Libtorch installation and deployment model, and common operations

Install:

Environmental requirements:

        win10

        vs2019 (use 2019 and above, otherwise there may be problems such as unsupported)

        cuda11.1 (the version must correspond to the downloaded libtorch version)

        cuda10.2, cuda11.3, cuda11.6, cuda11.7 and other current mainstream versions.

1. Find the corresponding version on the pytorch official website

1019dae7cb544a5b9c78da3538ce494a.png

2. Vs2019 creates a new project and adjusts it to release, under x64

f47114644226c2faa713bf90aba02a46.png

3. Add in the VC++ directory---include directory

535b1c9b8ce22438ac7d0205a250db56.png

4. Add in the VC++ directory---library directory

024487ac4e8baa4ab3c3196e66cfc39e.png

5. Add lib dependencies in linker---input---additional dependencies (add all lib endings in D:\libtorch\libtorch-win-shared-with-deps-1.10.1+cu111\libtorch\lib ) different versions have different libs.
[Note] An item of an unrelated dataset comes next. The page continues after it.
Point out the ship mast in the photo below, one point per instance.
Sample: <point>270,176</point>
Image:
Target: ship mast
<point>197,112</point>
9d3d7a3ade099b59f277f1728139b126.png

6. Add in debugging---environment

8940cd92250a3d53924e4f51bb0fdaa9.png

At this point the environment has been set up, you can check whether libtorch can run successfully. (The cpu version is already available at this time, but cuda is not yet available).

#include <iostream>
#include <torch/torch.h>
#include<torch/script.h>
using namespace std;


int main()
{
  cout << "cuda是否可用:" << torch::cuda::is_available() << endl;
  cout << "cudnn是否可用:" << torch::cuda::cudnn_is_available() << endl;
  cout << torch::cuda::device_count() << endl;


  torch::Tensor tr = torch::arange(0, 9, torch::kFloat32).reshape({ 3,3 });
  cout << tr << endl;
  return 0;
}

result:

5e5d1b9e8a686b8565f65d7bcbc738b7.png

7. Turn on the cuda function

Enter /INCLUDE:?warp_size@cuda@at@@YAHXZ at the linker --- command line 

The commands entered here are different for different versions.
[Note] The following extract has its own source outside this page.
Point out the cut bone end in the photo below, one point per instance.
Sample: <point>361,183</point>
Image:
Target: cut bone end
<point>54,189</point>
cuda10.2:/INCLUDE:?warp_size@cuda@at@@YAHXZ

cuda11.1:/INCLUDE:?warp_size@cuda@at@@YAHXZ /INCLUDE:?searchsorted_cuda@native@at@@YA?AVTensor@2@AEBV32@0_N1@Z

cuda11.3 cuda11.6 cuda11.7 :/INCLUDE:?warp_size@cuda@at@@YAHXZ /INCLUDE:?_torch_cuda_cu_linker_symbol_op_cuda@native@at@@YA?AVTensor@2@AEBV32@@Z

Run the cuda version test code again

#include <iostream>
#include <torch/torch.h>
#include<torch/script.h>
using namespace std;


int main()
{
  cout << "cuda是否可用:" << torch::cuda::is_available() << endl;
  cout << "cudnn是否可用:" << torch::cuda::cudnn_is_available() << endl;
  cout << torch::cuda::device_count() << endl;


  torch::Tensor tr = torch::arange(0, 9, torch::kFloat32).reshape({ 3,3 }).to(torch::kCUDA);
  cout << tr << endl;
  return 0;
}

result:

f6a981c89b0d38bf48539e3a6cc56201.png

Model deployment:

1. Convert the model into a libtorch model through pytorch's own torch.jit.trace or torch.jit.script.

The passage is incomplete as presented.